As mentioned in the previous section, variables can be marked for execution in a Slurm job with the cluster=True argument to the decorator:

@Variable(title="Foo", cluster=True)
def foo(run):
    # some heavy computation ...
    return 42

This should work out-of-the-box with no other configuration needed. By default DAMNIT will figure out an appropriate partition that user has access to, but that can be overridden by explicitly setting a partition or reservation:

# Set a reservation
$ damnit db-config slurm_reservation upex_001234

# Set a partition
$ damnit db-config slurm_partition allgpu

If both slurm_reservation and slurm_partition are set, the reservation will be chosen. The jobs will be named something like r42-p1234-damnit and both stdout and stderr will be written to the run's log file in the process_logs/ directory.

Warning

Make sure to delete the reservation setting after the reservation has expired, otherwise Slurm jobs will fail to launch.

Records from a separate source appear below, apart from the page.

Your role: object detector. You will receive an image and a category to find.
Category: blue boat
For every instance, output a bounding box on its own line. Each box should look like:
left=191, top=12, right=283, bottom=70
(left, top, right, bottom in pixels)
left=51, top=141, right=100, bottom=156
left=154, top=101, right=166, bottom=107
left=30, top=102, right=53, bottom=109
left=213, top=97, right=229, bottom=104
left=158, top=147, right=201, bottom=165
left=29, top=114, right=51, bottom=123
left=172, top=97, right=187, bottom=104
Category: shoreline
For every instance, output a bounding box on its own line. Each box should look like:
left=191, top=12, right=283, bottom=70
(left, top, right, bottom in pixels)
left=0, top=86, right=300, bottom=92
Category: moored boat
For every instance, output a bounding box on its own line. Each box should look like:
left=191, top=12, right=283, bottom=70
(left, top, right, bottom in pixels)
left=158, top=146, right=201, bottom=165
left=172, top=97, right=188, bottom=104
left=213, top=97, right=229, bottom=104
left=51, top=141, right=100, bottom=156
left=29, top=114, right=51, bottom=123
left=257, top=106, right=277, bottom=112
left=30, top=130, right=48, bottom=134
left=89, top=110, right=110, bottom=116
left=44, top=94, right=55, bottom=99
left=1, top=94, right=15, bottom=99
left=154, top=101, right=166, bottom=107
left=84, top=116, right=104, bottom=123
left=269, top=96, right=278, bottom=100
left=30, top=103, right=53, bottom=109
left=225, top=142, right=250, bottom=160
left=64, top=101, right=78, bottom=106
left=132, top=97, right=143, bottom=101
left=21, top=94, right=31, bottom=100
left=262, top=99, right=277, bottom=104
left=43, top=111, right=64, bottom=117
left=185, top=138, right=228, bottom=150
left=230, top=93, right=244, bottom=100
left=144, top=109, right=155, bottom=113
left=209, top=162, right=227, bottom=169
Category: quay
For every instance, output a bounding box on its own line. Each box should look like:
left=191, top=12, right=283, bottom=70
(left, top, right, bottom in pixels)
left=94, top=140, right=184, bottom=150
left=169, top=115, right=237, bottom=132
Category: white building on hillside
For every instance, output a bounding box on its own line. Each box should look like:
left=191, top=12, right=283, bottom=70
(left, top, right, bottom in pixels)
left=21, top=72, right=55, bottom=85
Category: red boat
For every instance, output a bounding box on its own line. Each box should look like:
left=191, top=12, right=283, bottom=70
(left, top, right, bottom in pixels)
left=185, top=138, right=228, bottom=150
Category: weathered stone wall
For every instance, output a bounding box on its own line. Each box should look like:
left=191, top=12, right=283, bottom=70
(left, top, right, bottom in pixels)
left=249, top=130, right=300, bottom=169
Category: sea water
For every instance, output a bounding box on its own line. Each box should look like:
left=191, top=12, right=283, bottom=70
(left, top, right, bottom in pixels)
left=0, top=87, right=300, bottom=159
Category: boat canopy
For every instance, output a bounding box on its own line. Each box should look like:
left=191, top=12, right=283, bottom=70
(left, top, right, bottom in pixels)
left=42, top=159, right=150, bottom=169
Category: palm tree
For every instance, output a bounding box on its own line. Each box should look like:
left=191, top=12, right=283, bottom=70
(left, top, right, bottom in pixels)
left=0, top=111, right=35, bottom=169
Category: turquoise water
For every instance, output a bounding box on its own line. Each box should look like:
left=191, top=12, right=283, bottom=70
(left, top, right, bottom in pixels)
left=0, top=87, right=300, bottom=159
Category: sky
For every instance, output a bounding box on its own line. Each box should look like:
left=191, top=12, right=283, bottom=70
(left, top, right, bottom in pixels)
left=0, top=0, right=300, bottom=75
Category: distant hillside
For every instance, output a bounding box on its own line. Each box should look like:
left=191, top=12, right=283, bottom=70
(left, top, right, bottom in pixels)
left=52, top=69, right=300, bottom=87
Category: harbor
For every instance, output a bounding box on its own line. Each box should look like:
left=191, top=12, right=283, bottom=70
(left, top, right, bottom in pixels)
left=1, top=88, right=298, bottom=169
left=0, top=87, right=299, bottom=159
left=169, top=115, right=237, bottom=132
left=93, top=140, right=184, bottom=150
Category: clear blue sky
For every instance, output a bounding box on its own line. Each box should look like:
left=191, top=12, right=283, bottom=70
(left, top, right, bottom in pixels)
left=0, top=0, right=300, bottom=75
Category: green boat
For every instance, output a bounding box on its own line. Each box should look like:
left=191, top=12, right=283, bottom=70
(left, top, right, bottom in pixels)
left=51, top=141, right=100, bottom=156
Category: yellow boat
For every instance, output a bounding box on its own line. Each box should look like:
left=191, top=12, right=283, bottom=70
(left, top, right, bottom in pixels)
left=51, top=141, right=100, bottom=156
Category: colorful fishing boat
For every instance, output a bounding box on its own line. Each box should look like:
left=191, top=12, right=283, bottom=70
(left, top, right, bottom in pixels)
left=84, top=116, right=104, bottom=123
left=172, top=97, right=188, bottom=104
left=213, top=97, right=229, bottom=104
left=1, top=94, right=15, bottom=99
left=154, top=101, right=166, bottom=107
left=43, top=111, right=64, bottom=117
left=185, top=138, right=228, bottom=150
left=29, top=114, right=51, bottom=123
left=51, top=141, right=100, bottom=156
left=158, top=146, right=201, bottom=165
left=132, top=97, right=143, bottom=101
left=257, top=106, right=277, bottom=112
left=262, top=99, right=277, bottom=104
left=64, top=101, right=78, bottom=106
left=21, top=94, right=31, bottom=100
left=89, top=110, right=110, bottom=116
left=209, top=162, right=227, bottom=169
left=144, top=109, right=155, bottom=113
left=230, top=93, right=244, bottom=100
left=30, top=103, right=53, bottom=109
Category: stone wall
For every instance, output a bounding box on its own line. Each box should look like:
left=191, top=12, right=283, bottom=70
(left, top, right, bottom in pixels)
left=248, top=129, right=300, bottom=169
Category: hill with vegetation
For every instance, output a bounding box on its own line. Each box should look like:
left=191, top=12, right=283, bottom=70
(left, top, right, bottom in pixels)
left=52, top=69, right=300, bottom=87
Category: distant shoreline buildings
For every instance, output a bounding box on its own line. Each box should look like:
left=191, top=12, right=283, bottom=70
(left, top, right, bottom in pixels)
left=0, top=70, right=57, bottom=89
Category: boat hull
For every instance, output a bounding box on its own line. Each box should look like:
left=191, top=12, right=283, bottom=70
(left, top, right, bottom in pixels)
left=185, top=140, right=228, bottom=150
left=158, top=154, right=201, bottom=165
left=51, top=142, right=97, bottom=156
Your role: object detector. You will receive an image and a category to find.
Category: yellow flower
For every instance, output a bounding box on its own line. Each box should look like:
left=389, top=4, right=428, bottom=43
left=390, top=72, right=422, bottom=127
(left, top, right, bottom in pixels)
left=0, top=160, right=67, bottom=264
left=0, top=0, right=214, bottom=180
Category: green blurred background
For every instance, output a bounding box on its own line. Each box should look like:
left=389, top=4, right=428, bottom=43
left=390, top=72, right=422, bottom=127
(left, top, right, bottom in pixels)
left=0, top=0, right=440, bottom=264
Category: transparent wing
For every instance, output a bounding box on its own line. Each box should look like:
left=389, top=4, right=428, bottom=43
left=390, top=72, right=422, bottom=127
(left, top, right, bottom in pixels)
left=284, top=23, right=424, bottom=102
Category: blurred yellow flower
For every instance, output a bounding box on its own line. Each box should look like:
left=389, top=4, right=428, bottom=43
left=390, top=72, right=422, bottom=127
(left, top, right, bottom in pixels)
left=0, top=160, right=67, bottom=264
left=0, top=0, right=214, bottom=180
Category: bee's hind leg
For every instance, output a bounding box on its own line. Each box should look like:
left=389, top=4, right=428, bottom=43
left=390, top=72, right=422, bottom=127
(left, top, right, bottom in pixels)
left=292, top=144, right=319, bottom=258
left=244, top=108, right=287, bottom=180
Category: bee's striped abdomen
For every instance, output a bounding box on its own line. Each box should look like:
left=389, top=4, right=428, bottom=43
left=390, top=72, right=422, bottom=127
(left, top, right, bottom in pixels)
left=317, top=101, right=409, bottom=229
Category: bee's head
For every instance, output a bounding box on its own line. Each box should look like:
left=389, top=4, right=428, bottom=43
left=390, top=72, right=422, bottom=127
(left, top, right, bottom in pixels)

$ damnit db-config slurm_reservation --delete

Using custom environments¤

DAMNIT supports running the context file in a user-defined Python environment, which is handy if there's a certain package you want that's only installed in a certain environment. At some point the setting for this will be exposed in the GUI, but right now you'll have to change it on the command line by passing the path to the python executable of the required environment:

$ damnit db-config context_python /path/to/your/python

The environment must have these dependencies installed for DAMNIT to work:

  • extra_data
  • extra_proposal

If your variables return plotly plots, the environment must also have the kaleido package.

Starting from scratch¤

Sometimes it's useful to delete all of the data so far and start from scratch. As long as you have the context file this is safe, with the caveat that comments and user-editable variables cannot be restored.

The steps to delete all existing data are:

  1. rm runs.sqlite to delete the database used by the GUI.
  2. rm -rf extracted_data/ to delete the HDF5 files created by the backend.
  3. damnit proposal 1234 to create a blank database for the given proposal.

And then you can reprocess runs with damnit reprocess to restore their data.